Both share the objective of limiting or neutralizing the negative effects of damage by allocating additional resources that can be used in case of any deviation or adverse effect. But the two strategies differ in essential ways:

 

  • A flexibility strategy is a proactive approach that calls for upstream intervention to lessen the likelihood of an adverse event and prevent the deviation it would trigger. In-depth knowledge of the phenomenon and continuous information exchange and transparency are essential with this approach.
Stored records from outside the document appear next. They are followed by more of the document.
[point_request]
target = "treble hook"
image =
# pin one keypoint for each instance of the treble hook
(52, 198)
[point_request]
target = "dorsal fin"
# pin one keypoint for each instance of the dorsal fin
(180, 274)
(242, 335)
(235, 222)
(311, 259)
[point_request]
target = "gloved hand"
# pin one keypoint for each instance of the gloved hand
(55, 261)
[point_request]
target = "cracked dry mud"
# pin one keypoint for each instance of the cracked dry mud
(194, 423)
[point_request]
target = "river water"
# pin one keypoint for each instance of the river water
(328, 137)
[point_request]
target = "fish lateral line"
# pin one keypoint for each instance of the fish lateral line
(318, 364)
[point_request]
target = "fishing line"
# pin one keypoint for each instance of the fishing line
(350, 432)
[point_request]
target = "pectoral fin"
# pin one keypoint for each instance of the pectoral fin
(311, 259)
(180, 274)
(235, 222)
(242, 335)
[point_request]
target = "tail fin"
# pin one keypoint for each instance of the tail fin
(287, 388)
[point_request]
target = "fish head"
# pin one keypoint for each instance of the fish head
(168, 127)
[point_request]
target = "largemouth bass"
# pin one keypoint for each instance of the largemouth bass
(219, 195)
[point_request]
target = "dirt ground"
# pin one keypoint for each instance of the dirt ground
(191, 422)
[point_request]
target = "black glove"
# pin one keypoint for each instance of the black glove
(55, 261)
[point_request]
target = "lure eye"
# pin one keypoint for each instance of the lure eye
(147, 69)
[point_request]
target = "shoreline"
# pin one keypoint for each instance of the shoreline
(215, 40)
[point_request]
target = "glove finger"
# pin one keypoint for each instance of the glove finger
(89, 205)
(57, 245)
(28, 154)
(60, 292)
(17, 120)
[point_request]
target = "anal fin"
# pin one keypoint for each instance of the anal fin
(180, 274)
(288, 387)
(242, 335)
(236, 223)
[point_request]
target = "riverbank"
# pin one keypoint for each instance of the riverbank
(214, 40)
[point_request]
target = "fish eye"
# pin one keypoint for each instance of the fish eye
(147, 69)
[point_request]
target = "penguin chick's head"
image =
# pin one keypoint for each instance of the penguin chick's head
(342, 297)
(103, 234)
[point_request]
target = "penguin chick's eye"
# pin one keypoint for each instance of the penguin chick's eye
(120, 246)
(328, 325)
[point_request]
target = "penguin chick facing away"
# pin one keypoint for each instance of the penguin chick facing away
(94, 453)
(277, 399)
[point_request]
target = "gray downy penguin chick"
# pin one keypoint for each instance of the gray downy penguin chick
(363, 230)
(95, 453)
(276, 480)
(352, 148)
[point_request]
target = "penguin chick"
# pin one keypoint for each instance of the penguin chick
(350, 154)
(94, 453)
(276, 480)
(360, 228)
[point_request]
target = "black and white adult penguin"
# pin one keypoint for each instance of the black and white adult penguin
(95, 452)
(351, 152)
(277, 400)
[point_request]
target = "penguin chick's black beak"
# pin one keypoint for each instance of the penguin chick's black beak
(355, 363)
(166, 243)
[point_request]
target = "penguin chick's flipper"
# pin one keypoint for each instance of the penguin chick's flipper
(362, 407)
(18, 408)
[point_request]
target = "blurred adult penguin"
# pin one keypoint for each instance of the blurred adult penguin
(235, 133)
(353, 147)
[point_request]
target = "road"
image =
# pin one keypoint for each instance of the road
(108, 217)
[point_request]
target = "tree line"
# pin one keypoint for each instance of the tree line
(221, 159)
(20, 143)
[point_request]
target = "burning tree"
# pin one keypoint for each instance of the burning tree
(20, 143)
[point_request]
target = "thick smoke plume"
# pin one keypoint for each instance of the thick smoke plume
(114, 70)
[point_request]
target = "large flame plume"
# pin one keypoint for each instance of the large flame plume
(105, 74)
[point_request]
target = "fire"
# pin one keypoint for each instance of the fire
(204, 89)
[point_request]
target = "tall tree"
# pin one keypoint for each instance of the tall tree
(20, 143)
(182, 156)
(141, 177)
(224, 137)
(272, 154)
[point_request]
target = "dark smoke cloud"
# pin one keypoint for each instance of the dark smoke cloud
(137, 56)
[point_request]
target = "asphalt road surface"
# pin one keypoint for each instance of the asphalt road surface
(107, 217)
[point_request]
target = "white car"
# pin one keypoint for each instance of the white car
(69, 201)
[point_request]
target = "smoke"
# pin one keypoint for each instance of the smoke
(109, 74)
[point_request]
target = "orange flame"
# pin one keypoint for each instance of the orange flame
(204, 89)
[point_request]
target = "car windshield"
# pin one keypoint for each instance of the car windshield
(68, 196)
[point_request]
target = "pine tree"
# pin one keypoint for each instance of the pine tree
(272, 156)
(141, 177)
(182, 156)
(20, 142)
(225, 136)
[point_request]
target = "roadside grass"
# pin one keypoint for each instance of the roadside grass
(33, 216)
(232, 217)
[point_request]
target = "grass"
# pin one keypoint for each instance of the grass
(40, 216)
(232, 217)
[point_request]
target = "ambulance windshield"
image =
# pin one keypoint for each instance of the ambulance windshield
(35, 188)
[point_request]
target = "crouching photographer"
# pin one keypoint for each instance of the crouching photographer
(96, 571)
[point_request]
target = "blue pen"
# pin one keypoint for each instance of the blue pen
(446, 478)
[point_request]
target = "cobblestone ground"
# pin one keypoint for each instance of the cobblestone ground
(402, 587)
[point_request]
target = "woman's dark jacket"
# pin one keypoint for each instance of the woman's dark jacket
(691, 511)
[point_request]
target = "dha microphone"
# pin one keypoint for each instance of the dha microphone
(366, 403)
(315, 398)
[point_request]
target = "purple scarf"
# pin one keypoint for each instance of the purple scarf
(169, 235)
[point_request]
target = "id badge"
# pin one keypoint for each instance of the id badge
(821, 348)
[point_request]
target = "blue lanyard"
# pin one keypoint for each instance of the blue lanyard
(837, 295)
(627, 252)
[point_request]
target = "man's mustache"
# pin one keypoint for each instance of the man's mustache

Compared to the redundancy strategy, implementation takes longer and operations management is more complex.
  • The redundancy strategy instead is a reactive approach involving direct intervention when the discontinuity occurs or containment of the resulting damage - a simpler solution which is faster to implement. This strategy is generally more expensive than other alternatives, and doesn't require any particular knowledge-sharing.

 

When potential damage is highly likely and very severe, we adopted a combination of the two strategies. We present risk mitigation solutions in clusters (typically two or three), highlighting: the managerial style, the risk mitigation measures deployed, and the pros and cons.

 

At the same time, for the risk mitigation strategies, we chose a similar framework with the variables: managerial style, redundancy or flexibility strategies, and usage scenarios.

 

Finally, we demonstrate the existence of a relationship between how companies measure risks and how they mitigate those risks.

Looking Ahead

The main risk factors that emerged during the research are: financial, economic, operational, innovation-related; ESG (Environment, Social, Governance), geopolitical, process-related, with some amplifiers: dependence and supply chain risk.

 

In our research project, rather than one approach predominating, several different ones emerged. What's more, we found that often the approach in question is determined by the risk context. The damage that emerges also differs, which may be due to the level of integration of the supply chain.

 

What we see in our study is that risk measurement approaches and mitigation strategies are contingent on a number of factors:

 

 

 

  • corporate culture and managerial approach (also depending on the sector);
  • vendor willingness to collaborate and share information and processes;
  • sensitivity to actual, explicit costs alone vs. sensitivity to the cost of potential damage as well;
  • short-term vision vs. medium-term vision;
  • the complexity of the solution and the skills in the organization.

 

We also found that our Lab partners integrate supply risk management within the framework of their Enterprise Risk Management (ERM) system, in most cases.

 

A few companies use systems to support risk management equipped with a comprehensive dashboard, tracking internal and external sources of risk. In contrast, several other companies adopt a structured view, one that is limited to economic-financial risks, or they task external providers with risk monitoring.

 

Finally, when critical issues arise, only a few companies activate a risk mitigation process semi-automatically (e.g. blocking payments, blacklisting etc.). Leading the mitigation process in most cases is the Procurement Department, which draws up an action plan and shares it with other business functions.

 

To sum up, our research highlights how companies achieve different results depending on the sector where they do business and their sensitivity to various aspects of risk. So, we conclude that there doesn't seem to be a single model that is best, but rather one that may be better aligned with a given context.